2. Upon the trial the court overruled the defendant’s objections to certain testimony of Jackson, offered by the State, as to the directions given by D. S. Looney to Jackson “to have Fluellen get a watch, the objection being that it was hearsay and did not bind the defendants.” We think the evidence was properly admitted. It is true D. S. Looney was not on trial and had not been indicted with the defendants, but, if he was in the conspiracy with the others, his declarations, made before the conspiracy was ended, were as binding upon them as though he had been indicted and tried with them. “ It makes no difference, as to the admissibility of the act or declaration of a conspirator against a defendant, whether the former be indicted or not, or tried or not, with the latter; for the making one a codefendant does not make his acts or declarations any more evidence against another than they were before; the principle upon which they are admissible at all being that the act or declaration of one is the act or declaration of all united in one common design, a principle which is wholly unaffected by the consideration of their being jointly indicted.” Wharton, Crim. Ev. (9th ed.) § 700. Of course the declarations or acts of a third party can have no probative value in this connection, unless the conspiracy is proved. It may be proved either before the admission of evidence as to the acts or declarations or afterwards.

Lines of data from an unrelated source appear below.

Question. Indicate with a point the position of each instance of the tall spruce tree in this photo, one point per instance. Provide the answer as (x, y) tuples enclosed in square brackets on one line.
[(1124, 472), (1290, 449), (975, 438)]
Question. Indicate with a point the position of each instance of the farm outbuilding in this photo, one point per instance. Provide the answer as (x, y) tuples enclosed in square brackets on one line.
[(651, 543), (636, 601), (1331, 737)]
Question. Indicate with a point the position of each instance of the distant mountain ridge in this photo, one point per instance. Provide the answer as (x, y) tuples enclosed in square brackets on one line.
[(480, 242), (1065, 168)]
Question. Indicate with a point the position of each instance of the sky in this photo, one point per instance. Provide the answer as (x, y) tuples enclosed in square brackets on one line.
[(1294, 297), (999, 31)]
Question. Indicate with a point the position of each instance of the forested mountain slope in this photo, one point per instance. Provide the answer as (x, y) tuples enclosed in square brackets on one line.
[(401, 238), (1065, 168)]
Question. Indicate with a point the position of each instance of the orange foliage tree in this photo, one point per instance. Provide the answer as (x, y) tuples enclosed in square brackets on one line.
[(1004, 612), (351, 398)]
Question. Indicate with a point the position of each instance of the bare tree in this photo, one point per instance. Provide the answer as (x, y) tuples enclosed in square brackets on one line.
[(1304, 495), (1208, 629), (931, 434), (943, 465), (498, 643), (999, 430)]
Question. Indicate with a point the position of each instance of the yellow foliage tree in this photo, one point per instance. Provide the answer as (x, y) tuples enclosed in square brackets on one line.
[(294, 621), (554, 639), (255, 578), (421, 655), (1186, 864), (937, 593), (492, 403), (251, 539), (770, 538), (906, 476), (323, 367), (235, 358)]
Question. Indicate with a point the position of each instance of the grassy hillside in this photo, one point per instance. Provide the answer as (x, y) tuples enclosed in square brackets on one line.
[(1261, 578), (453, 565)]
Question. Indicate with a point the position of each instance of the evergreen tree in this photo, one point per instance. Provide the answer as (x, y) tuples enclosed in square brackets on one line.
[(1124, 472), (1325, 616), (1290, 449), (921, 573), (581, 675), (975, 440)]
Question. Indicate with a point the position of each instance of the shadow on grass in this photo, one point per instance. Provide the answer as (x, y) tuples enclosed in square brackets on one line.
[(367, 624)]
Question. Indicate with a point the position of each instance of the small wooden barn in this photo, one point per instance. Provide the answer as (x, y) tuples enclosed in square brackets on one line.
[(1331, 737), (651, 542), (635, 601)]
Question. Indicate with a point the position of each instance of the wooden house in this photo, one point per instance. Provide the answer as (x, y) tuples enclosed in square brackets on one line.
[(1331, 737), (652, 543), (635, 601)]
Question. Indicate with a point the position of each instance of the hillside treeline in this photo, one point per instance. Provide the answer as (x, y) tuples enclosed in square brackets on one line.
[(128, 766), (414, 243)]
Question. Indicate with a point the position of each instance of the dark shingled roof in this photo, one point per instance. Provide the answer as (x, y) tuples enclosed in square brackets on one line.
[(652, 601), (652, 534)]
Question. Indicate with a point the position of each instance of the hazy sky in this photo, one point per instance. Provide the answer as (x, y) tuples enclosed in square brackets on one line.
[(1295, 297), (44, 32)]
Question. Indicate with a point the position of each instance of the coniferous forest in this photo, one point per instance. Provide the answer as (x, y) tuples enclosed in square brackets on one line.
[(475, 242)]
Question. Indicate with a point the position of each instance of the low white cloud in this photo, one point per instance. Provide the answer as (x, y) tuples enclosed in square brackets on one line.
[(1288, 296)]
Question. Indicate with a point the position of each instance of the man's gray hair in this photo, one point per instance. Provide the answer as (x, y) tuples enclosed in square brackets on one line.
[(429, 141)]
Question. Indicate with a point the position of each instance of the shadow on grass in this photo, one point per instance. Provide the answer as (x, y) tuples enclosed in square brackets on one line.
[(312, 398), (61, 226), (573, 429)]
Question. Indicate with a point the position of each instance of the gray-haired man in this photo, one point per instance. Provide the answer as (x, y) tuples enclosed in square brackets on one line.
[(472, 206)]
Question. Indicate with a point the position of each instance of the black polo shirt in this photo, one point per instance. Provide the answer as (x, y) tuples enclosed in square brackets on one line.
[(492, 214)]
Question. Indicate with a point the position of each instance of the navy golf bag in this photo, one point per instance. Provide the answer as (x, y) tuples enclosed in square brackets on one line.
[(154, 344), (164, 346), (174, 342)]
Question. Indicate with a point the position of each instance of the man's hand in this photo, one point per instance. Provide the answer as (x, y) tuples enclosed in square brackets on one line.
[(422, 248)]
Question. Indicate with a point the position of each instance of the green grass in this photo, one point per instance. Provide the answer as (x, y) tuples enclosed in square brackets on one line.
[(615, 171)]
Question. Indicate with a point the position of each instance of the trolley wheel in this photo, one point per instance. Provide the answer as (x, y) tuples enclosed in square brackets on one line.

If no conspiracy is proved, the evi*289dence as to tbe acts or declarations amounts to nothing. In the present case there was evidence tending to show that D. S. Looney-joined in the scheme or conspiracy with the defendants and Jackson, and there was no error in admitting evidence of his declarations.

3. There was some evidence to show the guilt of the defendants, and the jury, by their verdict, accepted this evidence as true. The trial judge approved their finding, and this court will not interfere with his discretion in refusing to grant a new trial upon general grounds.

Judgment affirmed.

All concurring, except Lewis, J., absent.